Surviving the Snow in the Smoky Mountains
No question, the Smokies are a tough section of the Appalachian Trail. The terrain is rugged, the climbs are steep, and the bail-out points are few. But what makes them really tricky is the unpredictable weather.
Arriving in Fontana, I had sweat through every piece of clothing I owned. Temperatures in the 70s, full sun, no leaf cover, left me dehydrated and sunburnt. But that was all about to change. Hikers talk about three things: mileage, food, and weather. A winter snap was heading in, and the hiker anxiety was palpable at the Fontana Lodge. All conversations focused on everyone’s hiking plans. Are you going in the storm? Are you going to skip ahead and come back to this section? Did you hear the latest weather reports? Around and around we went.
From the start of my hike, I had planned to zero in Gatlinburg. Part of my reason for being out here was to explore the US a bit, and nobody does tacky tourism like we do and I love it, and Gatlinburg puts all our crazy on display in one mile-long main street.
The first half of the Smokies was the only thing standing between me and my zero of fun. But now I had to factor in this approaching storm. Snow doesn’t scare me. I spent the last few winters in Ukraine, and prior to my hike bought a home in western Massachusetts. My last training hike was on extremely icy trails. And I had already spent the last several weeks sweating my nights out in my winter hiking gear and cold weather quilt.
However, hiker anxiety can be insidious and extremely contagious. With every well-intentioned yet patronizing opinion regarding my decision to hike into the storm, I started to second guess my own skillset and confidence. Fortunately, my fiery side started to fight back, and I began to get angry. I am not on this trail to receive other people’s negativity, in any form. By the time I started to climb out of Fontana, I was pissed off and determined. I had taken a very sober assessment of my gear, my skill set, my hiking ability, and my cold-weather experience. I was as prepared as I could be.
My main goal was to hike around others, so if the storm was as bad as predicted, I could hunker down with them and not try to get through it alone. I had no idea then just how amazing that decision would turn out to be.
Meg was loaded down with extra food and my feet hated the extra weight. When I showed up at the Derrick Knob shelter the day before the storm, I admit my spirits were down. That quickly changed as I met the other eight people I would end up sharing the shelter with. We were all different ages. We came from different levels of experience. Some of us kept hiking to stay ahead of the traffic jam of hikers in Fontana. Some of us kept hiking because we couldn’t afford to stay back. Some of us kept hiking for the simple thrill of the challenge. But all of us were determined to see this storm through.
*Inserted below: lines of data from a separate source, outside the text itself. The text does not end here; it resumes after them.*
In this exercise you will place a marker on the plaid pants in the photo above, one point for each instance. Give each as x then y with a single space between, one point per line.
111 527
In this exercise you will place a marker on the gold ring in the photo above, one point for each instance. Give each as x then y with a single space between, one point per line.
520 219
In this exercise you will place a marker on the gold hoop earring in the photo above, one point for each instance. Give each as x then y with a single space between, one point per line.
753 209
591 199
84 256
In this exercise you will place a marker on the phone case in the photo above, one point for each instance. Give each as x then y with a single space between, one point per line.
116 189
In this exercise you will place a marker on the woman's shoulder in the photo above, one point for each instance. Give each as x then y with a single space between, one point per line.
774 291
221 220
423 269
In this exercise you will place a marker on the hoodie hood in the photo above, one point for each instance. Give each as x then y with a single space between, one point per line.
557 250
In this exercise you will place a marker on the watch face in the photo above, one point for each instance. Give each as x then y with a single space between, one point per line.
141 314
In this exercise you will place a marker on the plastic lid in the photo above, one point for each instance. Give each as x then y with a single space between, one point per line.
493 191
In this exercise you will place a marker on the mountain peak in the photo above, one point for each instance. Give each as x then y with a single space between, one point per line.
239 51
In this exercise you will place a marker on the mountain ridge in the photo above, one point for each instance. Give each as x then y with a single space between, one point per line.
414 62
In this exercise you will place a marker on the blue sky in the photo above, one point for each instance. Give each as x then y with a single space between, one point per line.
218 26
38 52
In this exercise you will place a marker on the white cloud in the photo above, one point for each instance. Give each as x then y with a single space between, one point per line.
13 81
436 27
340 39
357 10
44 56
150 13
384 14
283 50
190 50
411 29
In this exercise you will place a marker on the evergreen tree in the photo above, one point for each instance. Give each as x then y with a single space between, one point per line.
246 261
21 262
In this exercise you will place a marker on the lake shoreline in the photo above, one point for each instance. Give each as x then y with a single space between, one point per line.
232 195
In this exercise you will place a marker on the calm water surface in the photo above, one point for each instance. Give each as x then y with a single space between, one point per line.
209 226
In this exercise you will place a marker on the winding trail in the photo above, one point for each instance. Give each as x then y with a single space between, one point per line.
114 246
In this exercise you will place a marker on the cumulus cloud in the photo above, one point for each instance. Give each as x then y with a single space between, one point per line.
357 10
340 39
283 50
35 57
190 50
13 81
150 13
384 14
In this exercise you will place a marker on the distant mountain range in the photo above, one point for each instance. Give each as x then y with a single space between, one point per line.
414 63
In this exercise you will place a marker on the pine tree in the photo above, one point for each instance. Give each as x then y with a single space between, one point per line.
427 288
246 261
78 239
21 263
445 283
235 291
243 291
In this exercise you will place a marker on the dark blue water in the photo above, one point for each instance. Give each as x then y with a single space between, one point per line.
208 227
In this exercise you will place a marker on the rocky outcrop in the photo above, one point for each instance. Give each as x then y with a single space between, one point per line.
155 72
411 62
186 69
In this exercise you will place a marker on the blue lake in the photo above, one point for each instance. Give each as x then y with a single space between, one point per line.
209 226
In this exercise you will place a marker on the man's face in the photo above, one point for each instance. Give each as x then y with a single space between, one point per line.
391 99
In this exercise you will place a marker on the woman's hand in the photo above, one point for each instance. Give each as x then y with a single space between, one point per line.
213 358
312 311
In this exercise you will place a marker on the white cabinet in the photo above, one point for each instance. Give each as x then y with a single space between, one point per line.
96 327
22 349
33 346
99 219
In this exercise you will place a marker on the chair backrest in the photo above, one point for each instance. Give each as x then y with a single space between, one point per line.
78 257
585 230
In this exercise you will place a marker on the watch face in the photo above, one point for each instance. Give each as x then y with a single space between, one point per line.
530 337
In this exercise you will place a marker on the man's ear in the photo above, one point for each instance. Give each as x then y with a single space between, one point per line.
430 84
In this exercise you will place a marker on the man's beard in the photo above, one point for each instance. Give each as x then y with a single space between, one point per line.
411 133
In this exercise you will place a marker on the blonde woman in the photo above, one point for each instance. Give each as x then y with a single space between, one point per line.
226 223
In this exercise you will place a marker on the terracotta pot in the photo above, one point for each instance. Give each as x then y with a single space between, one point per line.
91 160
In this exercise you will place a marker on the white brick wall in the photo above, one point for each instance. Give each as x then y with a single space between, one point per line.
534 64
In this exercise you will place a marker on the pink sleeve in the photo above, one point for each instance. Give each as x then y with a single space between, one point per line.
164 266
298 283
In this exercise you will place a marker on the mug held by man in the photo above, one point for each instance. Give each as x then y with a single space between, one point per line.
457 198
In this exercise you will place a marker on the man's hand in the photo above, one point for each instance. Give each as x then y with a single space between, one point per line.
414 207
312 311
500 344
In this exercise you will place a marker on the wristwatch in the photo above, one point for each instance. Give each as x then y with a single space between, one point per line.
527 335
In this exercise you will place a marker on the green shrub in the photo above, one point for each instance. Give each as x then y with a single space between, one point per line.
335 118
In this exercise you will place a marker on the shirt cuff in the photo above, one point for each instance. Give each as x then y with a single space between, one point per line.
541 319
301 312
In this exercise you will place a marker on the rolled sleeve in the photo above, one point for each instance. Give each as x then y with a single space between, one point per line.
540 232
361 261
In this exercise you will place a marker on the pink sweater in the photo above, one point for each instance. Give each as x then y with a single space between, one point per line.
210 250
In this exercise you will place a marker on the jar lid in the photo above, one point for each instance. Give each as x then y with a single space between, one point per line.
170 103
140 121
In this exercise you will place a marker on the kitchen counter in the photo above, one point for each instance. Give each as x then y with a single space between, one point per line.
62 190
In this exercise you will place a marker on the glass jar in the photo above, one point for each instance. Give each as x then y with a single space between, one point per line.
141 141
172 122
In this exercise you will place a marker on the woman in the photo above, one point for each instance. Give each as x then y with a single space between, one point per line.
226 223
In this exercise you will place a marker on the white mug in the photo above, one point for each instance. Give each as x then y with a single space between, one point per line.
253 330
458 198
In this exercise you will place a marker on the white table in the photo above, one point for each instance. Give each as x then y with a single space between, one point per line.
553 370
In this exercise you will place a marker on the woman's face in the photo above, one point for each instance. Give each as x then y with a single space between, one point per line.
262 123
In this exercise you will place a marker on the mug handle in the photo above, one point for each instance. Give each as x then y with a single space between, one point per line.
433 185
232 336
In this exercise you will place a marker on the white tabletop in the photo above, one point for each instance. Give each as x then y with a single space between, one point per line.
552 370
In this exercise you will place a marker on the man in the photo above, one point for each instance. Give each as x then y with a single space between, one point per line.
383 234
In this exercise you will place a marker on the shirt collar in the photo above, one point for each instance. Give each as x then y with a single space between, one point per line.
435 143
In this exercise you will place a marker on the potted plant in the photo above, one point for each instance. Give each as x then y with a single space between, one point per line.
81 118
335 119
Those first to the shelter had cleared the surrounding forest floor of every scrap of wood to keep a fire going if we needed it. Then we set to the task of hanging tents, groundsheets, footprints, and rainflies to block the wind that was supposed to bring the most danger with sub-zero wind chills. We went to bed that night, four on the bottom bunk, five on the top, and waited for the storm to arrive. Being on the top bunk, I was more worried about the roof leaking in the rain, so when I felt cold drops on my face, I didn’t even open my eyes, I just slid my mat a little closer to the next person and ducked under my quilt. When we woke the next morning, we realized that the rain didn’t get in, but the snow did. The five of us on the top bunk were dusted with varying levels of snow. OK, cold winter storm day coming in. Fire was made, things were dried as best as they could, fingers and toes were warmed. Then began the next very long, very cold 24hrs.
So, what do you do when you’re snowed in on a mountain at almost 5000ft in a three-sided shelter for that long? Depends on the people. And we had the very best.
You meet a lot of different personalities out here. There are some that mesh well with you, and some that just grate on your every nerve. It is nothing short of a miracle that we had such a cohesive group of personalities for those days. Everyone pitched in. Some braved the water runs, others made sure the fire kept going, some kept us entertained and positive, others checked in on each other, reminding us to eat and hydrate and move and make sure all our fingers and toes were the right color.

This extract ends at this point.